Während Ihres Aufenthalts in der Schweiz haben Sie auch VertreterInnen der Schweizer Regierung getroffen. Was haben Sie ihnen bezüglich des Engagements in Afghanistan empfohlen?
Erstens habe ich sehr insistiert, dass sie auch weiterhin die Bildung von Frauen unterstützen, und zwar nicht nur in der Grundausbildung, sondern auch in der höheren Bildung. Zweitens ist wichtig, dass die Prinzipien der Menschenrechte und der Demokratie bei der Unterstützung der afghanischen Bevölkerung nicht vergessen gehen. Ich glaube nicht an eine Entwicklung ohne Menschenrechte, das wäre nicht nachhaltig. Drittens empfehle ich ihnen, Projekte zu unterstützen, die das Bewusstsein für die Resolution 1325 stärken.

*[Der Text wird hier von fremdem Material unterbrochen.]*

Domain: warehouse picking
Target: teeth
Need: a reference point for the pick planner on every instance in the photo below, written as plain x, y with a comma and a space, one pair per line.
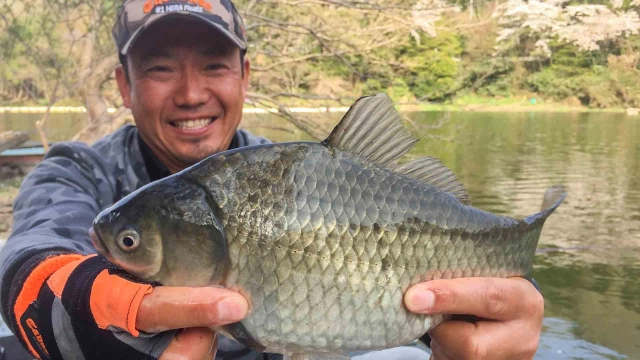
192, 124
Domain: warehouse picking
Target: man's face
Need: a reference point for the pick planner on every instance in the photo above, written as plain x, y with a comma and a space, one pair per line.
186, 90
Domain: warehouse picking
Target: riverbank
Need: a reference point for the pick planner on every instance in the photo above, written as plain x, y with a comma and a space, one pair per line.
471, 104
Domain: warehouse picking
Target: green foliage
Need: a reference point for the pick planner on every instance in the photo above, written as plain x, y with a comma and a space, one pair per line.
432, 65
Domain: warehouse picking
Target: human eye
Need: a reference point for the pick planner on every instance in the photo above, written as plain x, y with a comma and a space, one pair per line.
215, 67
158, 69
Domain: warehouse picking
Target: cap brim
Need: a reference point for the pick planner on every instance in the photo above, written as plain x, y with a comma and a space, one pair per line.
195, 16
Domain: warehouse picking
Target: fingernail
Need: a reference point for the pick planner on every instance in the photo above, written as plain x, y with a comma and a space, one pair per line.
231, 310
420, 300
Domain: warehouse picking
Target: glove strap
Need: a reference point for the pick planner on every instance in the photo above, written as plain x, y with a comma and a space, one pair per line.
26, 307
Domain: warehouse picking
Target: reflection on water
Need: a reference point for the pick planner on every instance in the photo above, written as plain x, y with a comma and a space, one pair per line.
589, 270
559, 342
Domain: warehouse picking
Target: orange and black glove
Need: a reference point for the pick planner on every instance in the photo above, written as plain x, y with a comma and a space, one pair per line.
84, 307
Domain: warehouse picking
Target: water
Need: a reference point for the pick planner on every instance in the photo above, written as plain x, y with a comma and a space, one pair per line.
588, 266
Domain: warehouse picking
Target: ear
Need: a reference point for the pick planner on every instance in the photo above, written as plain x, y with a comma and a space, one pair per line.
245, 80
123, 86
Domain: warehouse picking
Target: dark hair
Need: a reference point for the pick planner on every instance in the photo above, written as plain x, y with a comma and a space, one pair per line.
123, 62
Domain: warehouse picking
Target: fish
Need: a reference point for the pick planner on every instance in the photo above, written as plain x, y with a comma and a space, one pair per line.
322, 238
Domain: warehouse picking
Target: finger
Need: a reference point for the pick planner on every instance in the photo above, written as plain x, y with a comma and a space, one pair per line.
437, 353
490, 298
167, 308
193, 343
486, 339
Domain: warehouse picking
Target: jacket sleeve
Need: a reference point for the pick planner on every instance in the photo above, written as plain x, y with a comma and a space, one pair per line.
54, 209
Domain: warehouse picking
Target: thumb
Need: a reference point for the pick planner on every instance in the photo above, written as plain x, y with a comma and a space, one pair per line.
192, 343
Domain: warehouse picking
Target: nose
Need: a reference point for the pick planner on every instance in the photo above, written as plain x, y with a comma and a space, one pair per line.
192, 91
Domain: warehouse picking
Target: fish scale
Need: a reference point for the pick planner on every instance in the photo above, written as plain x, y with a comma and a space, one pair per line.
372, 312
323, 239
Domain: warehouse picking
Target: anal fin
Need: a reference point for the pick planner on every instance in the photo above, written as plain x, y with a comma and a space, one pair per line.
318, 355
432, 171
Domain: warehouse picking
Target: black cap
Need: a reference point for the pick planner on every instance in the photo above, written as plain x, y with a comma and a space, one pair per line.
136, 15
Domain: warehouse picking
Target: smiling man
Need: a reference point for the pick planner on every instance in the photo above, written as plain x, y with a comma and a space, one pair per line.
185, 77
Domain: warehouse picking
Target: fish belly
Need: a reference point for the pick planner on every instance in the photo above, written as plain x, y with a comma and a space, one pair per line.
324, 247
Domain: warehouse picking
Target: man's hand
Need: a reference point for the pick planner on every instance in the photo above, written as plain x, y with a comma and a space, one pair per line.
510, 313
73, 305
196, 310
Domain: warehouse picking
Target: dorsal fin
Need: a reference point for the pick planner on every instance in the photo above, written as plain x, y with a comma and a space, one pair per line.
433, 172
372, 129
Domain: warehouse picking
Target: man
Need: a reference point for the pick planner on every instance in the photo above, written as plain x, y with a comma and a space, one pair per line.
184, 77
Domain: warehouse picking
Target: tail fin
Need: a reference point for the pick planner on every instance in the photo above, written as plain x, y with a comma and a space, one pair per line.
553, 197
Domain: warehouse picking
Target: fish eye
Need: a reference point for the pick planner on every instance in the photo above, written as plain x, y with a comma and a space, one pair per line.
128, 240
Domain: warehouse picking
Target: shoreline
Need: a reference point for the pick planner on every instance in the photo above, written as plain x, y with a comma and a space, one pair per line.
478, 107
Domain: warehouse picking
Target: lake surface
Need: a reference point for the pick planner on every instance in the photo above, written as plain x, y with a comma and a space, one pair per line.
588, 265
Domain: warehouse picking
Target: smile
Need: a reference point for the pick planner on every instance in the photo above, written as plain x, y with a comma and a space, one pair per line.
192, 124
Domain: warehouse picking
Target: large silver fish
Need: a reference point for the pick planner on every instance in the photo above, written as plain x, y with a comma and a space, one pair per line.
323, 239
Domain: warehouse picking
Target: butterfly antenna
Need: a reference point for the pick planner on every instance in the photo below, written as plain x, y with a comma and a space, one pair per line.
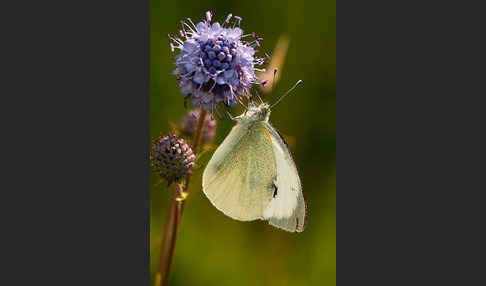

Frauen sollten dieses Instrument kennen, damit sie es für die Verbesserung ihrer Lebensumstände nutzen können.

Welche Rolle können NGOs wie Amnesty International spielen?
NGOs sind unsere Schwesterorganisationen und wir brauchen ihre Solidarität. Wir würden uns allerdings wünschen, dass sie sich über ihre in Afghanistan geplanten Aktivitäten mehr mit uns austauschen. Denn manchmal können Interventionen von aussen auch negative Folgen haben oder sogar einen Rückschritt provozieren. Wenn sie ihre Pläne mehr mit uns austauschen würden, könnten die Interventionen uns besser unterstützen.

Wie steht es um ihre persönliche Sicherheit in Afghanistan angesichts ihrer exponierten Position?
Ich bin sehr vorsichtig und habe immer meine Bodyguards dabei. Früher hatte ich ein Auto mit zwei Bodyguards, aber seit dem Bombenanschlag im Serena Hotel habe ich immer zwei Wagen mit zwei weiteren Bodyguards. Jenem Bombenanschlag sind wir nur mit grossem Glück lebend entkommen, aber viele andere wurden verletzt und fünf wurden getötet.